What I am concerned about, though, is the very fact that the NFL’s general counsel involved himself in this way in the development of the evidence and findings against Brady, i.e., of the Wells report itself. Why in the world would you allow such a senior executive, the legal centerpiece of a major corporation, to insert himself into the process in that way? Pash and his legal department had to have understood that they were putting him in harm’s way, and making him a potential witness in the arbitration. Worse yet, they had to have – or if not should have – seen that this would create the dynamic where either he would have to testify or the arbitrator would be put in the position of precluding his testimony, thereby creating grounds for having the arbitration ruling overturned by a court (as in fact happened). Everyone involved here is too experienced not to have seen this risk from a mile away – as trial lawyers like to say, this was no one’s first rodeo (this is a cliché lawyers at trials usually resort to so as to reassure the trial judge that the lawyers can be trusted to work something out among themselves without the judge’s involvement). So how was this allowed to occur? Was Pash’s team of lawyers afraid to speak truth to power and tell him to keep his distance, whether those were the lawyers in his own department or instead the NFL’s outside lawyers? Or did Goodell, essentially the CEO of a huge corporation, want him involved in that way and his general counsel didn’t want to tell him no?

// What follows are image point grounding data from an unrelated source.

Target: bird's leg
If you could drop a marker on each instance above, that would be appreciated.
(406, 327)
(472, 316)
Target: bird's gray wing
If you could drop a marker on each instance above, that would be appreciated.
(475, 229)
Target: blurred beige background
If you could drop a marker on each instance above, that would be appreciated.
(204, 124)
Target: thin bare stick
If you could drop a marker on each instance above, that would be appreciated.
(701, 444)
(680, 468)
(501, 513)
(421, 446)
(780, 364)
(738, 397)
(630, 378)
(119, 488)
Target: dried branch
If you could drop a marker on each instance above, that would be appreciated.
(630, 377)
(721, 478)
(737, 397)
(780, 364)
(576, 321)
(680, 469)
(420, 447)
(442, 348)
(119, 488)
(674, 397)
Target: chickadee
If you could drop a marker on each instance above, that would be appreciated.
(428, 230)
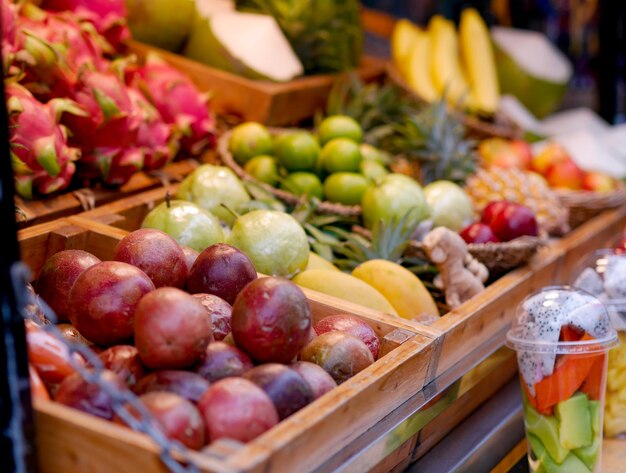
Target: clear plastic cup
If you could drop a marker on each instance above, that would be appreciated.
(561, 336)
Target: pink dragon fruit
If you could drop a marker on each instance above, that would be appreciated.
(55, 50)
(114, 166)
(108, 16)
(112, 121)
(38, 143)
(179, 102)
(156, 138)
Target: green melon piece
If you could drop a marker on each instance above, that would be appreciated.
(574, 422)
(531, 68)
(546, 431)
(247, 44)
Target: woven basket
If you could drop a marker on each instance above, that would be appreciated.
(584, 205)
(291, 199)
(475, 127)
(501, 257)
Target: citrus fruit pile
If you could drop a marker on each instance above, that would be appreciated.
(331, 164)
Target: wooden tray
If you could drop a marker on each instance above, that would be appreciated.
(271, 103)
(69, 440)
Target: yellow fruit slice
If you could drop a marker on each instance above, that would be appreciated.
(402, 41)
(418, 74)
(478, 58)
(401, 287)
(317, 262)
(344, 286)
(445, 64)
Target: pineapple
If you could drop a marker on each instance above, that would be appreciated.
(522, 187)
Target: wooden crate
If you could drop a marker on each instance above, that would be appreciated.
(73, 441)
(272, 103)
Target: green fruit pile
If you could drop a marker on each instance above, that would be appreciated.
(332, 165)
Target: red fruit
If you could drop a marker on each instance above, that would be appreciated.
(49, 356)
(565, 175)
(318, 380)
(58, 275)
(188, 385)
(220, 313)
(271, 320)
(103, 301)
(221, 270)
(238, 409)
(172, 329)
(123, 360)
(513, 222)
(287, 389)
(75, 392)
(157, 254)
(221, 360)
(478, 233)
(353, 326)
(492, 210)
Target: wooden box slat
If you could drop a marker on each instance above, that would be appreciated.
(72, 441)
(271, 103)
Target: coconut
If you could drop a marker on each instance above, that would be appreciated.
(531, 68)
(247, 44)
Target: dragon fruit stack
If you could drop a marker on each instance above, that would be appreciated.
(122, 117)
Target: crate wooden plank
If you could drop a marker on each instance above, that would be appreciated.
(84, 443)
(267, 102)
(33, 212)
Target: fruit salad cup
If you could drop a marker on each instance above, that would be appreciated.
(604, 275)
(561, 336)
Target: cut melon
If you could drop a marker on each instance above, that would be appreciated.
(247, 44)
(531, 68)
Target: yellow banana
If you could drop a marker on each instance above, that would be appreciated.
(401, 287)
(477, 55)
(344, 286)
(402, 39)
(445, 64)
(418, 74)
(317, 262)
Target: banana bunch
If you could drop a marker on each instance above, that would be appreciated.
(377, 284)
(440, 60)
(615, 409)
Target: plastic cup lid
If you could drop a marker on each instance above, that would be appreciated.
(541, 316)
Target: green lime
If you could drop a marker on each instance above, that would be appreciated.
(341, 155)
(371, 153)
(372, 170)
(263, 168)
(274, 241)
(298, 151)
(345, 187)
(303, 183)
(249, 140)
(339, 126)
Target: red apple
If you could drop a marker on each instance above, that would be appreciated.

There is a cliché relevant to both representing corporations as outside counsel and to being an in-house lawyer, which concerns the fear – sometimes legitimate – of business folk that the lawyers just say no about everything they want to do, rather than telling them how to do what they want to do. As I mentioned, this is sometimes a legitimate concern that non-lawyers have about their lawyers, whether outside counsel or resident in the corporation itself. But it is also true that there are times when lawyers – again whether in-house or outside counsel – have to say no, and have to advise their clients that what they want to do is a bad idea. I have no idea how Pash, an extraordinarily senior officer of a multi-billion dollar corporation, ended up in the middle of this mess as, of all things, a fact witness, but it should never have happened. Somewhere along the line, someone abdicated their responsibility of just plain saying no, it’s a bad idea.